2019-2020 ACS awardees are sharing updates about their work to date roughly midway through their project cycles. Check them out below!
A Half-Century of Illustrated Pages: ACS Lab Notes —
ACS awardee: Stephen Krewson (Yale University)
We’ve reached the mid-point of my Advanced Collaborative Support project, “Deriving Basic Illustration Metadata.” Right now, sitting on a supercomputer named Big Red at Indiana University, is a rather remarkable dataset: every illustrated page from every Google-scanned volume in the HathiTrust Digital Library for the period 1800-1850. Although the image processing pipeline we are using is not new, working at this scale is.
HTRC & Me —
ACS awardee: Dan Sinykin (Emory University)

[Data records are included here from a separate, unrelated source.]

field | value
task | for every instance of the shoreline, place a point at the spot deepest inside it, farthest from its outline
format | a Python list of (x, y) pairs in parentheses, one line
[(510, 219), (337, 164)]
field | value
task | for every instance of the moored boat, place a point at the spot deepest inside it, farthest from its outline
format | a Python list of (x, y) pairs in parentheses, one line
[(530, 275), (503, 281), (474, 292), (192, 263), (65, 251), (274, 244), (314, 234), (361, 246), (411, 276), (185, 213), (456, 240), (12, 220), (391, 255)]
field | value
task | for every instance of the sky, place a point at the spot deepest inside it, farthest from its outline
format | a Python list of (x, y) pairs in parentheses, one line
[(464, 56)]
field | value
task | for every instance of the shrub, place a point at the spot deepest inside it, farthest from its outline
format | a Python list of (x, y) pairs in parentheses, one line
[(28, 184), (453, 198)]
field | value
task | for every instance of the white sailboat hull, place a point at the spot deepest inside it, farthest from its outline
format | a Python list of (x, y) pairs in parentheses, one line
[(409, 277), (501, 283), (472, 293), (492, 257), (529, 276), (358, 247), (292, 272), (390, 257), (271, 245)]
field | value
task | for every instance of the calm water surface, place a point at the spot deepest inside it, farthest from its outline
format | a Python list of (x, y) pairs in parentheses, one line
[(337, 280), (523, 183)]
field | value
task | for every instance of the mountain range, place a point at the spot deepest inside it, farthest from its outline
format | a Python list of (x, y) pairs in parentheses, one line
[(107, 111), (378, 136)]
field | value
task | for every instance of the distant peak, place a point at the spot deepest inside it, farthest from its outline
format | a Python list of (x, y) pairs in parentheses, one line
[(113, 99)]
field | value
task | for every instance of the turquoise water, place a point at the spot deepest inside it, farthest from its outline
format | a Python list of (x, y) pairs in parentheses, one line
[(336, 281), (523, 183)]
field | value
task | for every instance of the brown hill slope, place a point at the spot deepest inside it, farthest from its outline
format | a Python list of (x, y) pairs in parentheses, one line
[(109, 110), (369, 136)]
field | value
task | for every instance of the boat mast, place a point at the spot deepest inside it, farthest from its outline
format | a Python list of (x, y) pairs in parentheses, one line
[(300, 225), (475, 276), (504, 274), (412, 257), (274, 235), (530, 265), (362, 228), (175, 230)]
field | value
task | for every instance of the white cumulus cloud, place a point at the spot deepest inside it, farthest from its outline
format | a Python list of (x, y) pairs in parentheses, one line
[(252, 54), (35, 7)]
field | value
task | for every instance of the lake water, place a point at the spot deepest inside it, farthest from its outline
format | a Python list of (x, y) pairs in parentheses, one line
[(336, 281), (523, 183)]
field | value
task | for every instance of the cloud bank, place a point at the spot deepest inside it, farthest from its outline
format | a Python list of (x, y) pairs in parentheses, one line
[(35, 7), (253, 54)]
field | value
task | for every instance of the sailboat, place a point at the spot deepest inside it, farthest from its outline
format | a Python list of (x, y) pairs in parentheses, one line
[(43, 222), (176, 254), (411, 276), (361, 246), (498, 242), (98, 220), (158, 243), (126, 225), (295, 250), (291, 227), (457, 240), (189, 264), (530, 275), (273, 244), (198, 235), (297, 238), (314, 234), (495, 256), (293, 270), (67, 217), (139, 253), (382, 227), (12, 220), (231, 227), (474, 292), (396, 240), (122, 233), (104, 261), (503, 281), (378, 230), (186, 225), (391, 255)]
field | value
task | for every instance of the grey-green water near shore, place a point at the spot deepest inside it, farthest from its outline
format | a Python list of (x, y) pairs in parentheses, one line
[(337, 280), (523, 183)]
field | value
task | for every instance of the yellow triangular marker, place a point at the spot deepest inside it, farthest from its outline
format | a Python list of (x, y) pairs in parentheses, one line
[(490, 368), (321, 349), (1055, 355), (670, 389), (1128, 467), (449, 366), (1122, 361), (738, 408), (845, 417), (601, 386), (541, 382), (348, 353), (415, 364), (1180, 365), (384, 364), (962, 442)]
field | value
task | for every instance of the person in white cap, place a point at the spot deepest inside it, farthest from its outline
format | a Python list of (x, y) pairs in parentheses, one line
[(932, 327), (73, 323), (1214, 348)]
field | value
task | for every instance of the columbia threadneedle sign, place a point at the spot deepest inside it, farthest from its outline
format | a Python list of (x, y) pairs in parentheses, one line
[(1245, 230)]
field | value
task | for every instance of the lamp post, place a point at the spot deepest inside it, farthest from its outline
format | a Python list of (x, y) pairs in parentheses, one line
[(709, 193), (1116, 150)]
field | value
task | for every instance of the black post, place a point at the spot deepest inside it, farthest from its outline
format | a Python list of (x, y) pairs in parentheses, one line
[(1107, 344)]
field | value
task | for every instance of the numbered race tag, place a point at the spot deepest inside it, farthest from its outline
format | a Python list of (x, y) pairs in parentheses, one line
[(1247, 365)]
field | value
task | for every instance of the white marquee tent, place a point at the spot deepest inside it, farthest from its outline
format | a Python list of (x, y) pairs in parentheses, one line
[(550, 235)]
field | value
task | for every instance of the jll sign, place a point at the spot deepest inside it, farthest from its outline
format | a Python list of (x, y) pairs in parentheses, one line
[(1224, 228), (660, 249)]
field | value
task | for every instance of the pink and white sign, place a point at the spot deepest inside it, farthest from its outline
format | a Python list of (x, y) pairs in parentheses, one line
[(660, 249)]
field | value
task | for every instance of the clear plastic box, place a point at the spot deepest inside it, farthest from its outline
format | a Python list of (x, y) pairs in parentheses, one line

In fall 2018, the study of contemporary literature changed. HathiTrust opened its vault of copyrighted material to computational scholarly use. Before then, a scholar wanting to study contemporary literature at scale needed to collect the rare publicly available texts and purchase the rest privately, creating an expensive boutique corpus (text dataset) that could not be shared for collective use or for others to test one’s work’s replicability: severe limits. Now scholars can access hundreds of thousands of contemporary texts.
GlobalNames and the HathiTrust —
ACS awardees: Dmitry Mozzherin and Matt Yoder (Species File Group, Illinois Natural History Survey, Prairie Research Institute, University of Illinois)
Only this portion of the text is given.